В московской галерее «Здесь на Таганке» 5 сентября завершается выставка «Цветик-семицветик. Наш Неповторимый Владик Мамышев-Монро Королевич». Влад Мамышев-Монро (1969-2013) — один из самых ярких художников и перформансистов постсоветского искусства. Его главным творческим методом было перевоплощение в исторических и вымышленных персонажей — от Мэрилин Монро и Любови Орловой до сказочных героев и Адольфа Гитлера. В экспозицию вошли и работы самого Мамышева-Монро, и воспоминания о нем друзей и коллег. Телеведущий Владимир Раевский специально для «Медузы» поговорил о Мамышеве-Монро с еще одним ярким художником этого поколения, куратором выставки Андреем Бартеневым.

— Как и когда лично вы познакомились с Владом Мамышевым?

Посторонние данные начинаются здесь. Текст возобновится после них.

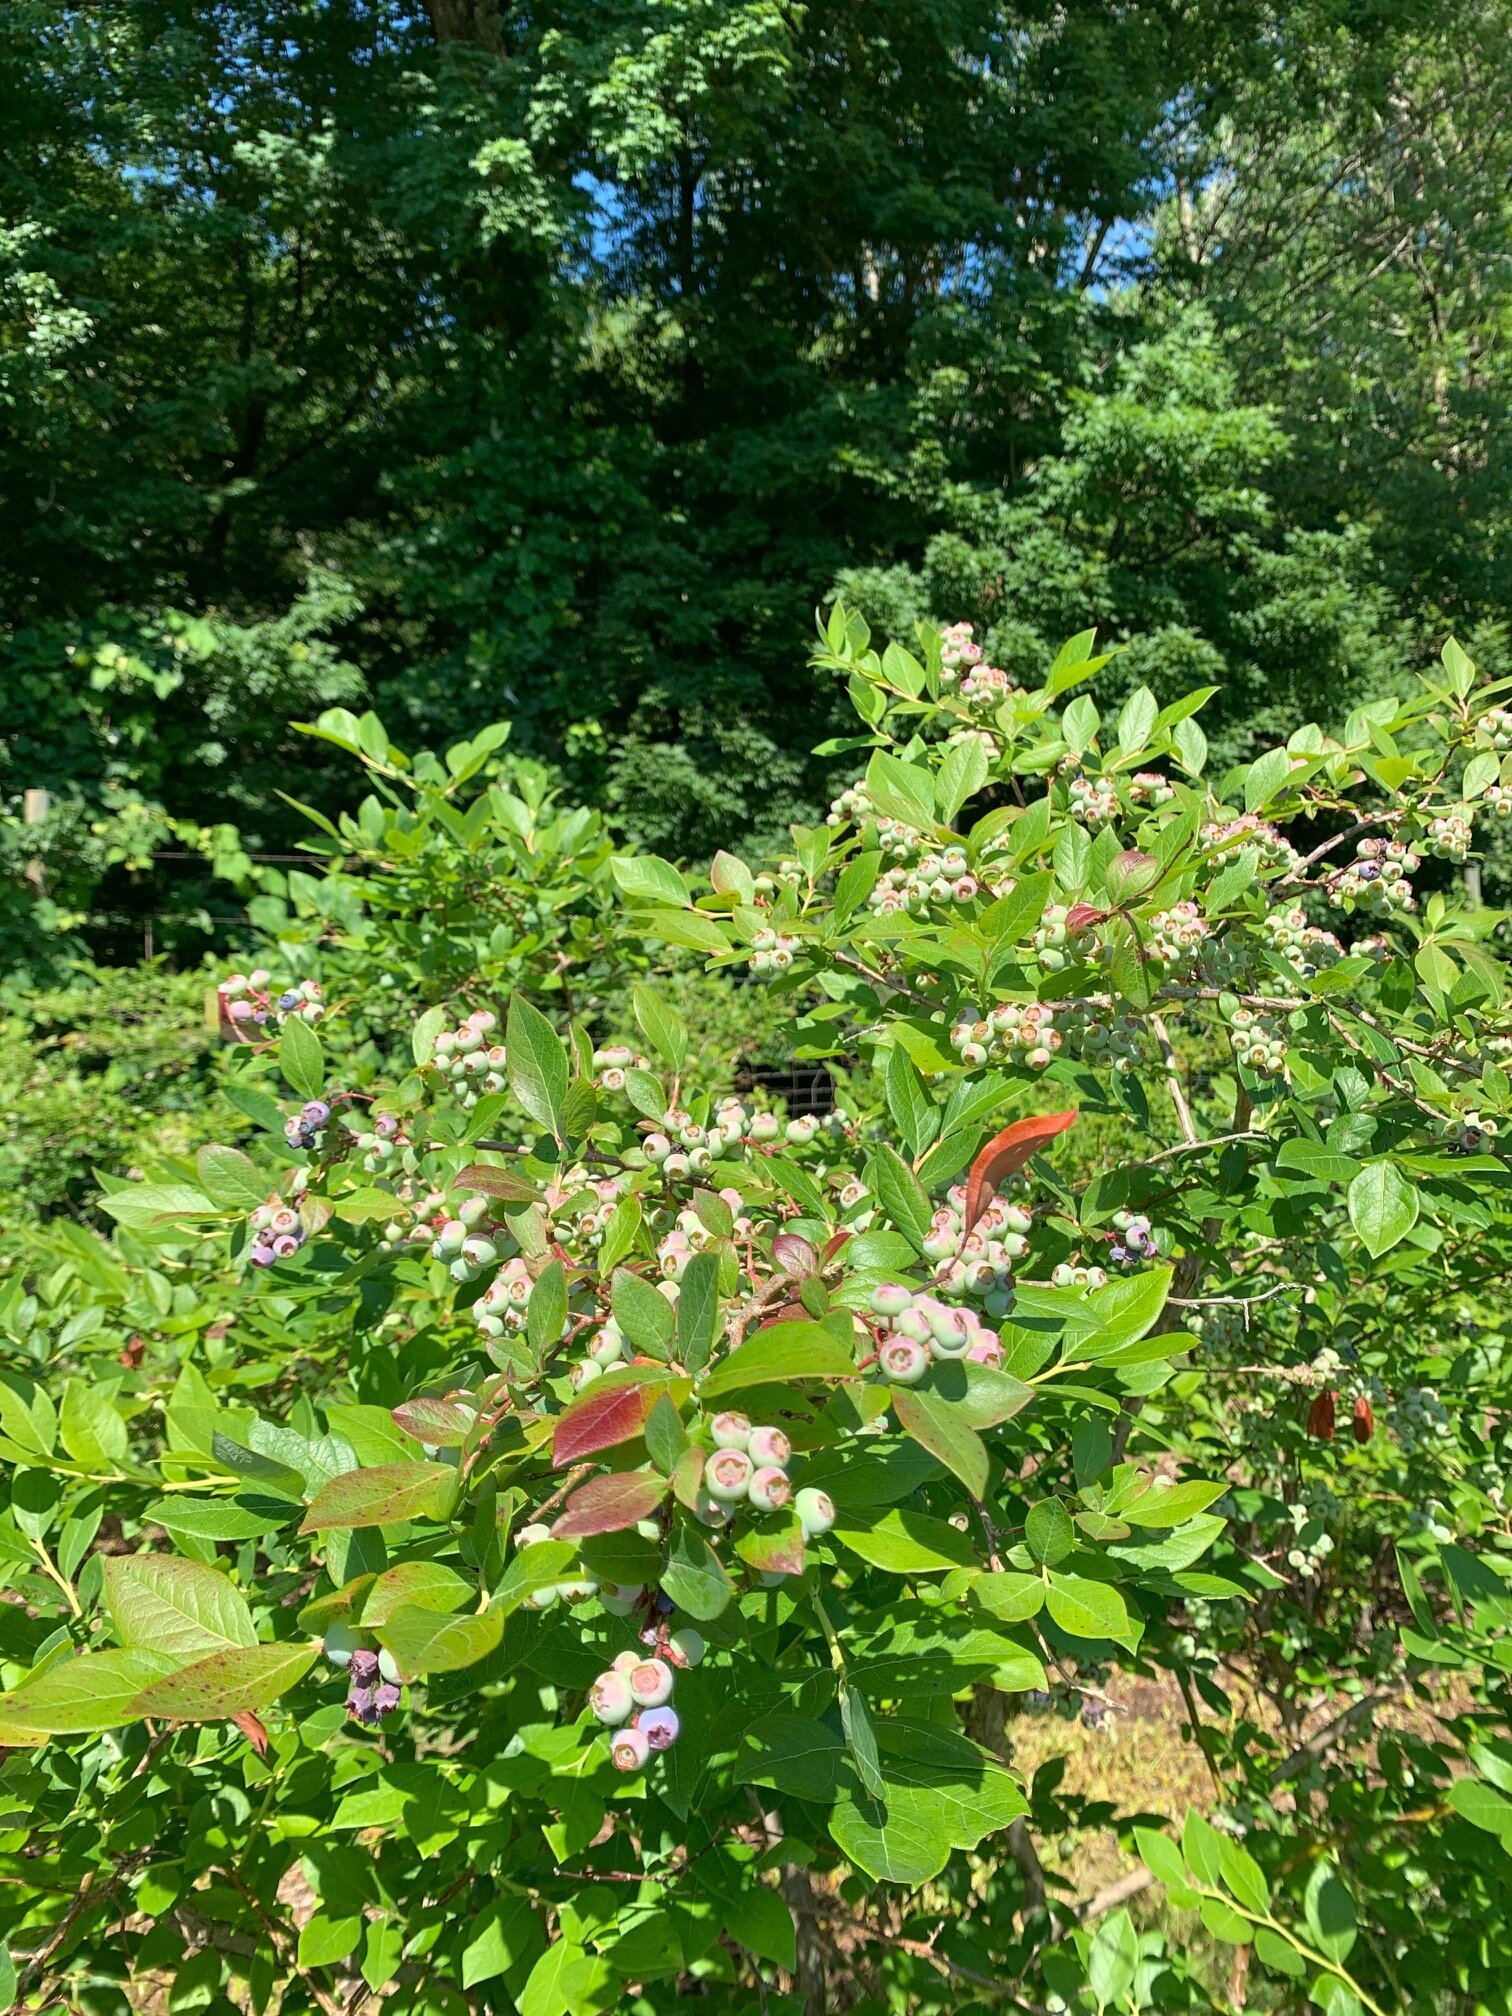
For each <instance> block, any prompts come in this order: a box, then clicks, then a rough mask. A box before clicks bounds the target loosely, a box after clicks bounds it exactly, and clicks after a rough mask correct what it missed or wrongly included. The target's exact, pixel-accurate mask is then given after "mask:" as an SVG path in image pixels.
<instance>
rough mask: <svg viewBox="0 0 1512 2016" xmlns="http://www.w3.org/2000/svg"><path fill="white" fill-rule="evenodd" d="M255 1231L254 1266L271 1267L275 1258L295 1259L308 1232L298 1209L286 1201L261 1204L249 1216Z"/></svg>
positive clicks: (250, 1223)
mask: <svg viewBox="0 0 1512 2016" xmlns="http://www.w3.org/2000/svg"><path fill="white" fill-rule="evenodd" d="M250 1224H252V1230H254V1234H256V1238H254V1242H252V1266H272V1264H274V1260H292V1258H294V1254H296V1252H298V1250H300V1246H302V1244H304V1240H306V1238H308V1232H306V1230H304V1220H302V1218H300V1216H298V1212H292V1210H290V1208H288V1206H286V1204H278V1202H272V1204H260V1206H258V1208H256V1212H252V1218H250Z"/></svg>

— 1992-й год, это были масловские художники, «дети масловки». Они были все с Верхней Масловки, где стоит городок художников. Там была группа «Корабль» — [Николай] Пророков, [Александр] Ширнин, а еще братья Каневские. Им было, по-моему, 17-20 лет. И так как Света Виккерс дружила с их родителями, то родители просто устроили у нее [дома] такой детский сад. И на одну из таких домашних ясельных вечеринок завалился Влад Монро в полном обмундировании Мэрилин Монро. Так мы и познакомились.

— Он был просто чей-то приятель?

— Вы знаете, тогда же не было такого, что кто-то чей-то приятель. Люди отправлялись в путешествие, не утруждая себя знанием, являются ли они хорошими знакомыми тому или иному дому. Все было спонтанно. Существуют роднички, из них текут ручейки, ручейки впадают в реку, река соединяется с другими реками, и потом это все в море, океан выходит. Вот такой и была жизнь в начале 1990-х годов в Москве. Были просто центробежные силы, и все чувствительные люди подчинялись этим невидимым центробежным силам. Их просто как будто бы в большой стиральной машинке колбасило — и все. 

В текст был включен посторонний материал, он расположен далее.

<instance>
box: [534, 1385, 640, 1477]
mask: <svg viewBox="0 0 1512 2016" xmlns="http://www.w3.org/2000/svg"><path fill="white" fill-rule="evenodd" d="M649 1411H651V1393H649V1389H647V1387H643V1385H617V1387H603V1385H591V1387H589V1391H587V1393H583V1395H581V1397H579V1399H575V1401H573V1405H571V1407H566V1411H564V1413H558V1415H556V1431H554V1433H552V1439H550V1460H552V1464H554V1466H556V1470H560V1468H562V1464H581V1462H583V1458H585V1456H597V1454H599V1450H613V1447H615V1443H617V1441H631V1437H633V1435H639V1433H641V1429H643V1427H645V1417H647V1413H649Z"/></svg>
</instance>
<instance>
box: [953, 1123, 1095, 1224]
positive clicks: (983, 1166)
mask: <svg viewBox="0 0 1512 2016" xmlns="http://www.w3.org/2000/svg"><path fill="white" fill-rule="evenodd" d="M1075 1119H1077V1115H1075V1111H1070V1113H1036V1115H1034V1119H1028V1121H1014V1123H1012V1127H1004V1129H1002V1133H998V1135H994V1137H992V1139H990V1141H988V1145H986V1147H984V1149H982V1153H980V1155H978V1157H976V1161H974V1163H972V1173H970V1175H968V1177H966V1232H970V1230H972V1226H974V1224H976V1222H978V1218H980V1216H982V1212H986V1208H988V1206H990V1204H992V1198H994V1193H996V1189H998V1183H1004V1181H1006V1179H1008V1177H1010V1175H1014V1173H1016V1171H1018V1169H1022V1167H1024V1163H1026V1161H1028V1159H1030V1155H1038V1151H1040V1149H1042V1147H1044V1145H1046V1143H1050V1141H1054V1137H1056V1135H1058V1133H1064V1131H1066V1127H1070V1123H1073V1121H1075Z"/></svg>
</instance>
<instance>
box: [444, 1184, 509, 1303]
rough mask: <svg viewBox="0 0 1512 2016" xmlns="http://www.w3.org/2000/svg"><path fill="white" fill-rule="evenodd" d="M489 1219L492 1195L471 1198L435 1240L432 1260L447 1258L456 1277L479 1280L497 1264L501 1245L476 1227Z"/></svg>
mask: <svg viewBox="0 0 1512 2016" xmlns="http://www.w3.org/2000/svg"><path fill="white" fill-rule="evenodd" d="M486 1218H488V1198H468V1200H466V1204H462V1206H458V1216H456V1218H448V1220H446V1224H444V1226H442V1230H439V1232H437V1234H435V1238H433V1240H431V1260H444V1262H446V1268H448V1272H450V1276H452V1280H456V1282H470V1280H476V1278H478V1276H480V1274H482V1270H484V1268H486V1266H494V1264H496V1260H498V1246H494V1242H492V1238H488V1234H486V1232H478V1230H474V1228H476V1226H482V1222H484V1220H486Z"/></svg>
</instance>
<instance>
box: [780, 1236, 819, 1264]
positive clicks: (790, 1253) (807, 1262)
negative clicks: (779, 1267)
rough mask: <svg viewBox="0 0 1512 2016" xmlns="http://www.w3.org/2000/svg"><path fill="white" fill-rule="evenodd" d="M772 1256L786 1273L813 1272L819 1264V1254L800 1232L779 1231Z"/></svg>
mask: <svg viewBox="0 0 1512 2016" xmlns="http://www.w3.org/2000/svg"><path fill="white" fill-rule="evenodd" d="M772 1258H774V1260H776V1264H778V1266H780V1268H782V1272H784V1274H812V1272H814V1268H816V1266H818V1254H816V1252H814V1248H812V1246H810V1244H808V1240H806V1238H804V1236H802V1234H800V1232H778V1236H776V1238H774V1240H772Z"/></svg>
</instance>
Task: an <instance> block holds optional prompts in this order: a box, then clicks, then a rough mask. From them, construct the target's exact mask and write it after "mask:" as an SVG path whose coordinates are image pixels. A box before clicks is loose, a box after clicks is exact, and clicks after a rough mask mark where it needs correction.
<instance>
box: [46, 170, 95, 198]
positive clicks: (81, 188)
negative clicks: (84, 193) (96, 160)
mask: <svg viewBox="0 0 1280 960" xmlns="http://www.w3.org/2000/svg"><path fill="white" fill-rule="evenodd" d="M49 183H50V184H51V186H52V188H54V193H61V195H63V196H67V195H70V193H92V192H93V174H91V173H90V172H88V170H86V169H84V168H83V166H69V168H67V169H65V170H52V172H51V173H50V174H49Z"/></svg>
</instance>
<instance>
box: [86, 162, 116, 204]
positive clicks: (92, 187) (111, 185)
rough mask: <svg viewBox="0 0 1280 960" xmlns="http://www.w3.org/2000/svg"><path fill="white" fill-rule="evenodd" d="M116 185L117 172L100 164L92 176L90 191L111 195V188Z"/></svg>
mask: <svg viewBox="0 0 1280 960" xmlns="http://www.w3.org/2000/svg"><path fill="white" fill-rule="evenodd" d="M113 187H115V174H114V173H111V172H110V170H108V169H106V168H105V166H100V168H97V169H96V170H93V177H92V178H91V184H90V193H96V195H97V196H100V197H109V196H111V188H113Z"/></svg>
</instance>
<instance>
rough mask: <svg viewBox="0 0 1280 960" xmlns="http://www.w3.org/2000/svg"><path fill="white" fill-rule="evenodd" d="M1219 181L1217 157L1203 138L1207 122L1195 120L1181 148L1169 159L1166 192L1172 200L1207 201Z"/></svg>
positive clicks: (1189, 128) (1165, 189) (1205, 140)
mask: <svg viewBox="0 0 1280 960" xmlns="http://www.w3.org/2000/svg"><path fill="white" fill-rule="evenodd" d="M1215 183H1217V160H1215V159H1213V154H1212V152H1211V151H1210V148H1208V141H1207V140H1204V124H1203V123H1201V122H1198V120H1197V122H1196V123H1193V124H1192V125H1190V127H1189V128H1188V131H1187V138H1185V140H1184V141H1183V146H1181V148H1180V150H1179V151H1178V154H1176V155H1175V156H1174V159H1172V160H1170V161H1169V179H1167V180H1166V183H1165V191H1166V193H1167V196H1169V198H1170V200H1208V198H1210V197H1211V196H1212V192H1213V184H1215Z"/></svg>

— К 1992-му году, когда вы встретились первый раз с Владом, вы уже, конечно, представляли себе его?

— Я не знал ничего про Курехина и про «Поп-механику», потому что в Москве была такая мощная интенсивная образовательная ежесекундная система, которая вымывала и не оставляла ни одного миллиметра сознания, не захваченного московскими художниками. 

Ирина и Борис Гребенщиковы, Влад Мамышев-Монро и Михаил Васильев-Файнштейн («Аквариум») на дне рождения режиссера Сергея Дебижева. 1991 год
Андрей «Вилли» Усов / Фонд Владислава Мамышева-Монро
Влад Мамышев-Монро. 1996 год
Wikimedia Commons

 — То есть вы про ленинградцев [к которым относились Курехин и Монро] ничего не знали?

— Вообще ничего.

— А это уже нормально было — появиться в образе Мэрилин Монро на вечеринке?

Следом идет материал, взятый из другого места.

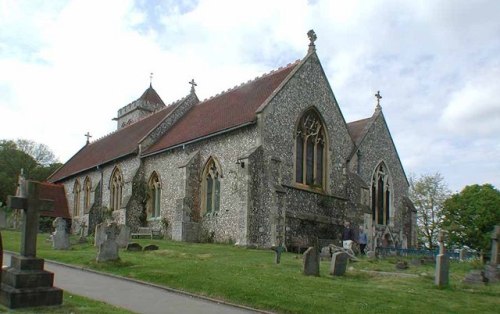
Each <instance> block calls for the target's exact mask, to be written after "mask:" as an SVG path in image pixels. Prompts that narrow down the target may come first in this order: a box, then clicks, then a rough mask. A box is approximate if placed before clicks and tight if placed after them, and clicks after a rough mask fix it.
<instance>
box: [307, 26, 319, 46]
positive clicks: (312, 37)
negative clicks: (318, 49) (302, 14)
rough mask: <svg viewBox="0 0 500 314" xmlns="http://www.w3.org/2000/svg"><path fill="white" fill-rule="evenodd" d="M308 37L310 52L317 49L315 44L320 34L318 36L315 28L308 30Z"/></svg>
mask: <svg viewBox="0 0 500 314" xmlns="http://www.w3.org/2000/svg"><path fill="white" fill-rule="evenodd" d="M307 37H309V52H311V51H314V50H316V45H315V44H314V42H315V41H316V39H318V36H316V33H315V32H314V30H312V29H311V30H309V31H308V32H307Z"/></svg>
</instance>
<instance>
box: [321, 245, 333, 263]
mask: <svg viewBox="0 0 500 314" xmlns="http://www.w3.org/2000/svg"><path fill="white" fill-rule="evenodd" d="M319 257H320V258H321V260H322V261H326V260H330V259H331V258H332V252H331V250H330V247H329V246H324V247H322V248H321V253H319Z"/></svg>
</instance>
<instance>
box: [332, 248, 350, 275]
mask: <svg viewBox="0 0 500 314" xmlns="http://www.w3.org/2000/svg"><path fill="white" fill-rule="evenodd" d="M348 260H349V255H347V254H346V253H344V252H337V253H334V254H333V255H332V261H331V263H330V275H333V276H343V275H344V274H345V271H346V269H347V261H348Z"/></svg>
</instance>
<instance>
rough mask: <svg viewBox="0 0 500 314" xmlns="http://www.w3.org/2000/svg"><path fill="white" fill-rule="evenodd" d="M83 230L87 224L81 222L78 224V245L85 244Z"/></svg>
mask: <svg viewBox="0 0 500 314" xmlns="http://www.w3.org/2000/svg"><path fill="white" fill-rule="evenodd" d="M85 228H87V224H86V223H85V221H84V220H83V221H82V222H81V223H80V238H78V243H87V237H86V236H85V234H86V229H85Z"/></svg>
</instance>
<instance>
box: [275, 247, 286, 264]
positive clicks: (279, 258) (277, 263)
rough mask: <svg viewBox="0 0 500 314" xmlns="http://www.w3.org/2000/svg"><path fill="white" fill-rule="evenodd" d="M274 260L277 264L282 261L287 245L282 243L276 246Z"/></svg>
mask: <svg viewBox="0 0 500 314" xmlns="http://www.w3.org/2000/svg"><path fill="white" fill-rule="evenodd" d="M273 250H274V253H275V255H274V262H275V263H276V264H279V263H280V262H281V253H283V252H284V251H285V247H284V246H283V245H282V244H281V243H280V244H279V245H278V246H277V247H275V248H274V249H273Z"/></svg>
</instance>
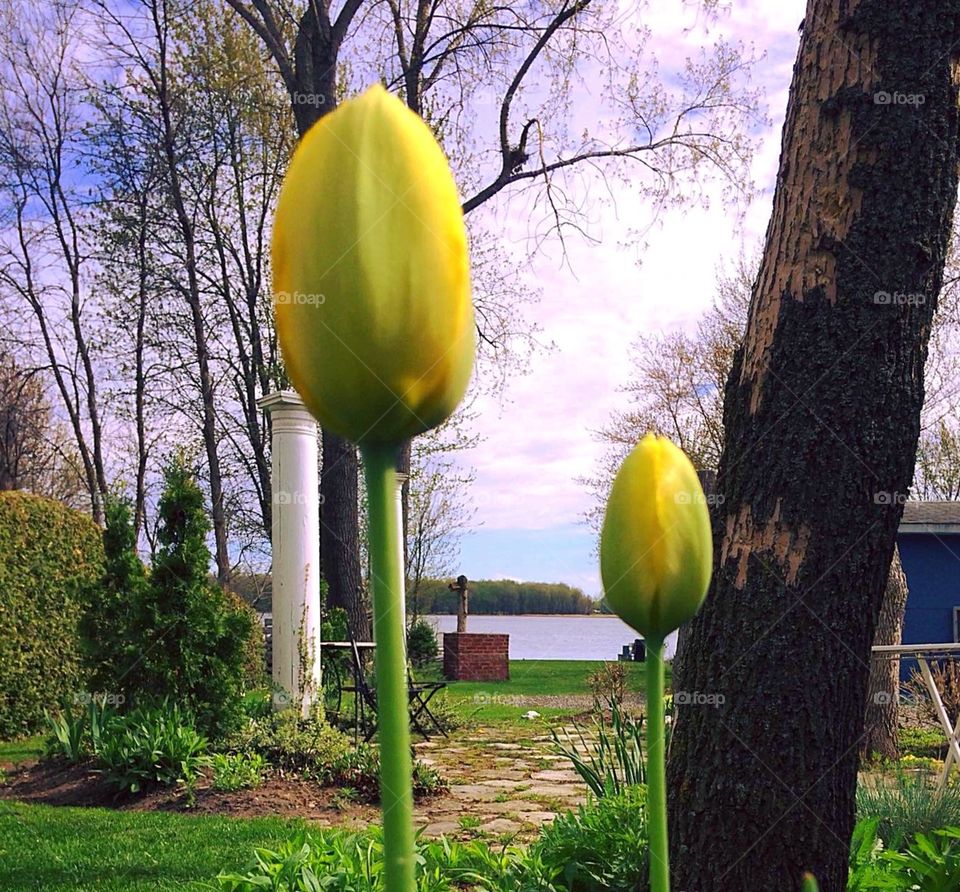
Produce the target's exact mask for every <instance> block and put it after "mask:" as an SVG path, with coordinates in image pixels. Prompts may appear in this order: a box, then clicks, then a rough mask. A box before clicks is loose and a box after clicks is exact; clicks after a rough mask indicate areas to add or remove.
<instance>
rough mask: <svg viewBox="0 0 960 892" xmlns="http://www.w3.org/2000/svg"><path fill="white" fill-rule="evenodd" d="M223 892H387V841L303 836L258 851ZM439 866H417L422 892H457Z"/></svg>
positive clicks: (327, 833)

— Это было абсолютно в стиле 1990-х годов. Вот я сделал перформанс — «Цикл корякских вальсов». Все масловские художники, кстати, в нем участвовали. Виолетта Литвинова выходила в образе корякского молотка. Я выходил на лыжах с лыжными палками в оленеводческом хитоне. У нас была муза — Лена Кадыкина, и Лена у меня играла турецкую туристку, потерявшуюся в тундре, у нее к рукам были намертво прикручены две огромные сумки. Пророков с Ширниным изображали корякских близнецов. Я уже не помню, какой частью тела они были сращены: то ли руками, то ли головами. Так что, когда появился Влад, он появился не в пустом пространстве. Он материализовался в быстро несущемся, сверхскоростном составе. 

— Вы с Монро подружились?

— А как это вообще могло не случиться? Конечно, да.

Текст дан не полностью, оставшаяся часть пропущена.